I have plans. I have something that I really want to do, but I'm not sure if I'll get it finished. I am going to try my best this time around to do this task from beginning to end, while still finding time to sleep. It will be interesting to see if I can get this done.

Originally, I was going to try to find a place to go to do some dreaming and some thinking about where I want to go with my future, but I just paid the bill for the first real vacation that I'm going to be taking, so I'm a bit shell-shocked by that amount heading out of my accounts. So, my mini-break will be a staycation with those dreaming and thinking tasks embedded into my other chores. 

My favorite way to do work around the house is a 30 minute pattern. I spend 30 minutes on a non-preferred activity and then 30 minutes on a preferred activity. I set my R2-D2 timer (yep, I have one!), and then I go until he rings. Then, I set him again and switch to another task. I go back and forth between tasks until I'm completely finished with everything or until I am tired - usually it's being tired that interrupts my process. So, a bit of my onerous task and a bit of visioning - back to a bit of the task and another bit of visioning.

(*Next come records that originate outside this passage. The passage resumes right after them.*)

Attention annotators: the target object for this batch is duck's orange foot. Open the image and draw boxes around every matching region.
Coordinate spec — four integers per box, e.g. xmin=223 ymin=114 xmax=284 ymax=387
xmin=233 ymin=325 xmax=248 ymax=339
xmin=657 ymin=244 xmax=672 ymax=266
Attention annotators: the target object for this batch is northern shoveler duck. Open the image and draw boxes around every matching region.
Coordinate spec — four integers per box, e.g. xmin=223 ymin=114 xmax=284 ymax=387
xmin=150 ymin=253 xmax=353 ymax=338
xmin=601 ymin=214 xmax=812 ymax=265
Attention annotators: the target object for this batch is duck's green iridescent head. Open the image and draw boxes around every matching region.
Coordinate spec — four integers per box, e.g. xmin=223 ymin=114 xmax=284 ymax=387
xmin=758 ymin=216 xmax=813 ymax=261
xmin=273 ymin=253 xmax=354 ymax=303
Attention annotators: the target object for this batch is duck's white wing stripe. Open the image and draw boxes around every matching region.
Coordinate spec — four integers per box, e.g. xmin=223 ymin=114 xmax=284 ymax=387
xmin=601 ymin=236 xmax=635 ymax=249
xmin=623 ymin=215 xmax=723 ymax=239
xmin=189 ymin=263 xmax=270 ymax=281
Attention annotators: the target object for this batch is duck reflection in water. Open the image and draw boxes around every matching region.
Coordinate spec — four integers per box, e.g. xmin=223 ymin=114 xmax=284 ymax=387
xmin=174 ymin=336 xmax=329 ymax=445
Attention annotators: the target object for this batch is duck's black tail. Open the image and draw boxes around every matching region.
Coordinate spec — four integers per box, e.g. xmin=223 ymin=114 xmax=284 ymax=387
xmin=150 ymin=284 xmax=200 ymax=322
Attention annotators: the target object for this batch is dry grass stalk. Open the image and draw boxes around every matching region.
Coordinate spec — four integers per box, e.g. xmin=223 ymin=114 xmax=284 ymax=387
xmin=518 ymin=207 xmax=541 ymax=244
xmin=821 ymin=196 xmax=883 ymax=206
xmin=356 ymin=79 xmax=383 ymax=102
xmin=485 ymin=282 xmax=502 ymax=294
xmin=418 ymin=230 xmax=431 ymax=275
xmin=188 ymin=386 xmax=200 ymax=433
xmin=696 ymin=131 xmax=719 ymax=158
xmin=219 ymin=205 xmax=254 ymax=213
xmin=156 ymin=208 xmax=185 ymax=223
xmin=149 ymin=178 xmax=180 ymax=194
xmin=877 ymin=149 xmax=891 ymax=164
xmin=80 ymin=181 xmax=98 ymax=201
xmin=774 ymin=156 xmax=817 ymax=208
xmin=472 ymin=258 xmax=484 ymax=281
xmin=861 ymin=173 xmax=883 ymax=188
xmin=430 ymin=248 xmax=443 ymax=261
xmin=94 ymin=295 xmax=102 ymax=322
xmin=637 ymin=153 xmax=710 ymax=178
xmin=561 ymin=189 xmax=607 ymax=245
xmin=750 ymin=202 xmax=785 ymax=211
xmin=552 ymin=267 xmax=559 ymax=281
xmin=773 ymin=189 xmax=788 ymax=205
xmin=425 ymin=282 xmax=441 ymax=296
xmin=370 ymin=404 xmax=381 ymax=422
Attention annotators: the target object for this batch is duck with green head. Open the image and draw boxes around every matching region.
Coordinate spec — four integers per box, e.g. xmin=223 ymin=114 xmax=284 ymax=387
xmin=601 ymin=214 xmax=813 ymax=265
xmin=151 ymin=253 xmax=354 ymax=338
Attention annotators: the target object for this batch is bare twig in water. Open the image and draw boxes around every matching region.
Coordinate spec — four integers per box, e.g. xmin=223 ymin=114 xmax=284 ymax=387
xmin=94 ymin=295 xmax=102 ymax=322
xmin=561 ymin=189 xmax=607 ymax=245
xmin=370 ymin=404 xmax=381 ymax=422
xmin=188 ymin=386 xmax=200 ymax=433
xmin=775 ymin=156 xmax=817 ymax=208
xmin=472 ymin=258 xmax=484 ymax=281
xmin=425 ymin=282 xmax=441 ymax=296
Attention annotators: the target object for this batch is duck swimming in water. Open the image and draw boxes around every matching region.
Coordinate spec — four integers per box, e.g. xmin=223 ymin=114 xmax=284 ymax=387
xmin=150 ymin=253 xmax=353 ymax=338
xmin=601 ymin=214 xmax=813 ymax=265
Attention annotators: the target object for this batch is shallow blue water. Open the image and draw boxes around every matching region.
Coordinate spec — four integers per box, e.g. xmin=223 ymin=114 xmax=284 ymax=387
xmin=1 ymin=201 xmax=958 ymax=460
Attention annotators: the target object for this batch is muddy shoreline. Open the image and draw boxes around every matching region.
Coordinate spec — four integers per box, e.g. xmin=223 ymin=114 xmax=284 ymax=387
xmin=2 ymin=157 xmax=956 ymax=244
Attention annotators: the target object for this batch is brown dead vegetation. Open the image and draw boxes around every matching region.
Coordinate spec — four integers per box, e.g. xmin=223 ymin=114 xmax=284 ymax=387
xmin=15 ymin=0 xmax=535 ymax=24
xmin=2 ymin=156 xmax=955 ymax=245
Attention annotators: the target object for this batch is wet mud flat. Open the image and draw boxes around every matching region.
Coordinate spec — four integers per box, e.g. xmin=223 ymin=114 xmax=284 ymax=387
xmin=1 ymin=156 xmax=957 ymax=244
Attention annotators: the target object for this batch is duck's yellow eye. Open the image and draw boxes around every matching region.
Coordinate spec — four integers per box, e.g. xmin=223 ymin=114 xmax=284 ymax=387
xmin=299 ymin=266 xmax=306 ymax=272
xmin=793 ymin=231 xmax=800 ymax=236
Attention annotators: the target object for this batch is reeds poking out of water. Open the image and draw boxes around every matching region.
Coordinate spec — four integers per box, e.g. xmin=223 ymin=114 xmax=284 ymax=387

But, I need to remember that I am not at this mini-break yet. There are still three more work days until I can vacate my current work brain for a bit.

I have to try not to set my expectations for myself too high. I know what I want to do, and I think I'll have plenty of time, but we will see. I tend to have bigger dreams than I can achieve in five days. We'll see.

Three days of work. Three days. Work. Three.